The World Cup of soccer opens play Sunday, but the virtue signalling by social justice warriors has been in full song for weeks, if not months.
The venue for this World Cup is Qatar, a tiny oil-rich state in the Middle East whose desert climate has required the event to be held, uncharacteristically, in late autumn/early winter instead of its traditional summer timing.
Qatar landed the World Cup, soccer’s world championship contested every four years, the old-fashioned way, by spending copious amounts of money. And some neophytes gasp in mock horror that sports can be bought.
The reworking of the calendar has allowed broadcaster Fox to hit us with ads featuring Santa Claus hearing from a young fan who would forego Christmas presents if only the U.S. Men could claim gold.
For the uninitiated, that would be about as likely as the Cleveland Browns winning the Super Bowl, or the Pirates winning another World Series championship. Santa better get busy making presents to give to that fictional kid.
Maybe he could give him a U.S. men’s jersey, one with a patch eschewing the traditional red, white and blue stripes in favor of a rainbow array, the better to stand in solidarity with all things gay.
Qatar, you see, is intolerant on gay rights.
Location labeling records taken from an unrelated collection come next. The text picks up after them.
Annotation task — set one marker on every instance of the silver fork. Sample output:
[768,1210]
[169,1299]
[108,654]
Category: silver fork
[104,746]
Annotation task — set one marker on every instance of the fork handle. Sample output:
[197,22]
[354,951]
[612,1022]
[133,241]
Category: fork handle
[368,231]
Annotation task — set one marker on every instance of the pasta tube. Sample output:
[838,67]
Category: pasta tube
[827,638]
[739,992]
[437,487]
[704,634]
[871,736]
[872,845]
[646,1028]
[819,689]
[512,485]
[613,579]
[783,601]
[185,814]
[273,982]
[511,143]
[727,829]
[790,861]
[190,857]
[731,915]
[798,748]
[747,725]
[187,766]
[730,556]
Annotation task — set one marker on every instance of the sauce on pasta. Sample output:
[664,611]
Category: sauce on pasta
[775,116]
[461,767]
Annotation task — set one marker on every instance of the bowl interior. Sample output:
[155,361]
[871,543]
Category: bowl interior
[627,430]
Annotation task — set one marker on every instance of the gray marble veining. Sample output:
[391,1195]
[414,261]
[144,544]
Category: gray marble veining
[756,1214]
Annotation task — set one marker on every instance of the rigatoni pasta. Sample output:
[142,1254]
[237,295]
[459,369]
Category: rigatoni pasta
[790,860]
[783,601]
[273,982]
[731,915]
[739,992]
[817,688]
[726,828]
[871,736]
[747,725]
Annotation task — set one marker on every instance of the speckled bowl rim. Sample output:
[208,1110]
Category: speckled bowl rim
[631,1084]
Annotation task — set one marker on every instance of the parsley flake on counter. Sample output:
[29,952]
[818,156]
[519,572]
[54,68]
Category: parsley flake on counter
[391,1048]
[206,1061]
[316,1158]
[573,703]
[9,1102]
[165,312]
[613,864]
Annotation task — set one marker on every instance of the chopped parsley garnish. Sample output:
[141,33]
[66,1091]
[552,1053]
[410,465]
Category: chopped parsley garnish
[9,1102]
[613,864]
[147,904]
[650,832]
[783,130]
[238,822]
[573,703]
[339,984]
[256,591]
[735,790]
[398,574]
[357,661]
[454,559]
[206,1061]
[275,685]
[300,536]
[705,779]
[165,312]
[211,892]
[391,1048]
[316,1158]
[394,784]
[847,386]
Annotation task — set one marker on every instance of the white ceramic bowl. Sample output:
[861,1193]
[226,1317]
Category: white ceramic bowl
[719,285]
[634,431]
I know what you’re thinking. If the U.S. men felt so strongly about this issue, why not just refuse to go and play there? It’s not like they would be sacrificing anything other than the right to display yet again how weak our men are on the world soccer stage, despite the spending of copious amounts of money and the spilling of countless gallons of ink to insist otherwise.
Yes, boycotting this Qatar World Cup would be making a serious statement. Instead, we get an example of virtue signalling while ignoring the problem, or more correctly not doing anything concrete about it.
The whiners in general are outraged, claiming this might be the most absurd sporting venue since Nazi Germany hosted the 1936 Olympics.
Qatar’s purported sins are mistreatment of non-native workers, corrupt obtaining of the World Cup, and killing the climate by pumping that vile oil from its sands.
You know, oil, the lubricant of the world’s economy that climate crazies have deemed to be a poison that cannot be used because maybe its burning and/or production harms the climate. Or maybe not.
All that could be tolerated, but now Qatar has gone and done it by banning beer sales in and around the stadiums for cultural reasons.
Just as oil fuels world economies, so it is that beer fuels sports, both in terms of fan consumption and advertising support.
Maybe our U.S. Men might want to substitute uniform patches bearing beer mugs for those rainbow examples.
That would be some virtue signalling most sports fans could support.